Schoolyard Brawl

City and state leaders stand on opposing sides of the debate over how to improve public education in Baltimore

Copeland, under siege, keeps her tone measured

April 02, 2006|By SARA NEUFELD | SARA NEUFELD,SUN REPORTER

Bonnie S. Copeland inherited the top job in the Baltimore school system in the midst of a financial collapse in 2003.

In the years since, the system has achieved financial stability, and elementary schools have shown significant academic gains. But the performance of many middle and high schools remains dismal, and the flurry of controversy surrounding the city schools has never ceased.

Now more than ever, Copeland is a woman under siege.

Last summer, a federal judge ordered nine state managers to oversee all school system departments that affect special education.

Last month, a community uproar broke out over the news that the system had lowered admissions standards at the city's elite Western High School.

And last week, the state school board ordered takeovers of 11 Baltimore schools, including the removal of four high schools from the city school board's jurisdiction. It also ordered a variety of structural reforms that would affect what the system teaches and whether eight of Copeland's high-level administrators lose their jobs.

The intervention, which the legislature voted Friday to block for one year, was initiated by state Superintendent Nancy S. Grasmick. Copeland once worked amicably alongside Grasmick in Baltimore County schools and at the State Department of Education but is on the opposite side of the city school debate.

Copeland's style is congenial, diplomatic and nonconfrontational. She describes herself as "reserved" and "soft-spoken." Both were in evidence Tuesday in her measured response to the news of the impending state action:

"Although there are many challenges to the system, we must always be focused on improving student achievement, and we will continue to do that," she said.

The city's school board chairman, by contrast, exploded at the news. "This political [expletive] is eroding our ability to educate the children of our city," said Chairman Brian D. Morris.

Copeland, 56, grew up in Ohio, on a farm in Wapakoneta. ("Try to cheerlead that in five seconds," she says of her hometown name.) The elder of two sisters, she was a cheerleader and a dancer, but for as long as she can remember, she wanted to be a teacher. As a little girl, she would run an imaginary school in her basement.

She was the first in her family to go to college, earning bachelor's and master's degrees from Miami University.

"That was my ticket off the farm," she said.

Her first teaching job was in an urban school in Hamilton, Ohio. She started in January 1972, the 10th teacher assigned to her fourth-grade class since the beginning of the school year.

Copeland spent six years as a teacher and reading supervisor in St. Louis, where she earned a doctorate at St. Louis University before following her first husband to Baltimore in 1978 to do his medical residency at Johns Hopkins Hospital.

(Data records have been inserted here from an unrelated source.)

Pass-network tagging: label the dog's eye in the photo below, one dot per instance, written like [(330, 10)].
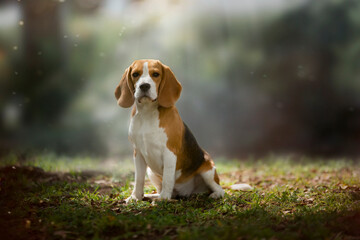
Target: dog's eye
[(135, 74)]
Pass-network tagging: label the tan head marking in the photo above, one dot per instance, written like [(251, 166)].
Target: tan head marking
[(169, 89)]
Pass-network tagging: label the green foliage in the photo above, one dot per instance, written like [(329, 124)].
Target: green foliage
[(303, 199)]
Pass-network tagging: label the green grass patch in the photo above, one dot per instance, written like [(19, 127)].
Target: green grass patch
[(50, 197)]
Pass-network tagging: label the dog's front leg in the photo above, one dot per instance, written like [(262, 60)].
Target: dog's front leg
[(169, 160), (140, 171)]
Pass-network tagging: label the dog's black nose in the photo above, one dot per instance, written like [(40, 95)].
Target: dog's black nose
[(144, 87)]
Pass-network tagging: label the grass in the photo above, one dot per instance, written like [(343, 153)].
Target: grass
[(51, 197)]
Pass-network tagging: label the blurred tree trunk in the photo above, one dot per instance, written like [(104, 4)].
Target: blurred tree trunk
[(42, 61)]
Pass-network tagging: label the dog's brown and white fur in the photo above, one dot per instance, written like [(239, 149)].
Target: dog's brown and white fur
[(162, 143)]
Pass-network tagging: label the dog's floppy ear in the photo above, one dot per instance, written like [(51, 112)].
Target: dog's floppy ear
[(124, 92), (169, 89)]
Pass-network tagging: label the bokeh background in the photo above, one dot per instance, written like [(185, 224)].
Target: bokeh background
[(259, 77)]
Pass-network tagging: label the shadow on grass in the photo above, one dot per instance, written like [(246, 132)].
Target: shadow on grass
[(86, 205)]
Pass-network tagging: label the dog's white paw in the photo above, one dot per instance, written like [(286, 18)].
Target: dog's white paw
[(217, 194)]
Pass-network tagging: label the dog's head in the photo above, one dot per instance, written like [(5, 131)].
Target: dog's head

In the years since, she has worked as an administrator in Anne Arundel and Baltimore County schools, and at the state Education Department.

She served as acting state superintendent in the months before Grasmick's hiring in 1991, and then worked as Grasmick's deputy superintendent.

Copeland spent five years at the Greater Baltimore Committee and another five as executive director of the Fund for Educational Excellence, which works with school systems to implement changes. The group has taken a lead role in breaking up Baltimore's large high schools into smaller, more personalized environments.

Copeland also served on the city school board from 1997 to 1998, but she quit after she married a second time and moved to Howard County. Her second husband, Robert Lazarewicz, was Howard County's human resources administrator when he suffered a fatal heart attack in November 2004.

Copeland has a grown stepson from that marriage but doesn't have any children of her own. She lives in Baltimore's Federal Hill neighborhood.

In 2000, Copeland applied for the top job in the city schools, but she lost out to Carmen V. Russo amid concerns that Copeland was not forceful enough as a leader.

When she was named the system's interim CEO in 2003, City Councilman Kenneth N. Harris Sr. called her "a very thoughtful and nice person" but said she was "going to have to be very firm in her management style."

The city school board chairwoman at the time, Patricia L. Welch, said in response that Copeland had a "steel hand with a velvet glove."

During her tenure, Copeland has provided "stability and leadership" with a "calm, firm and caring approach," said Matthew Hornbeck, principal of Hampstead Hill Academy, one of the city's 12 charter schools.

But many who know Copeland say the concern about her willingness to take charge has borne out.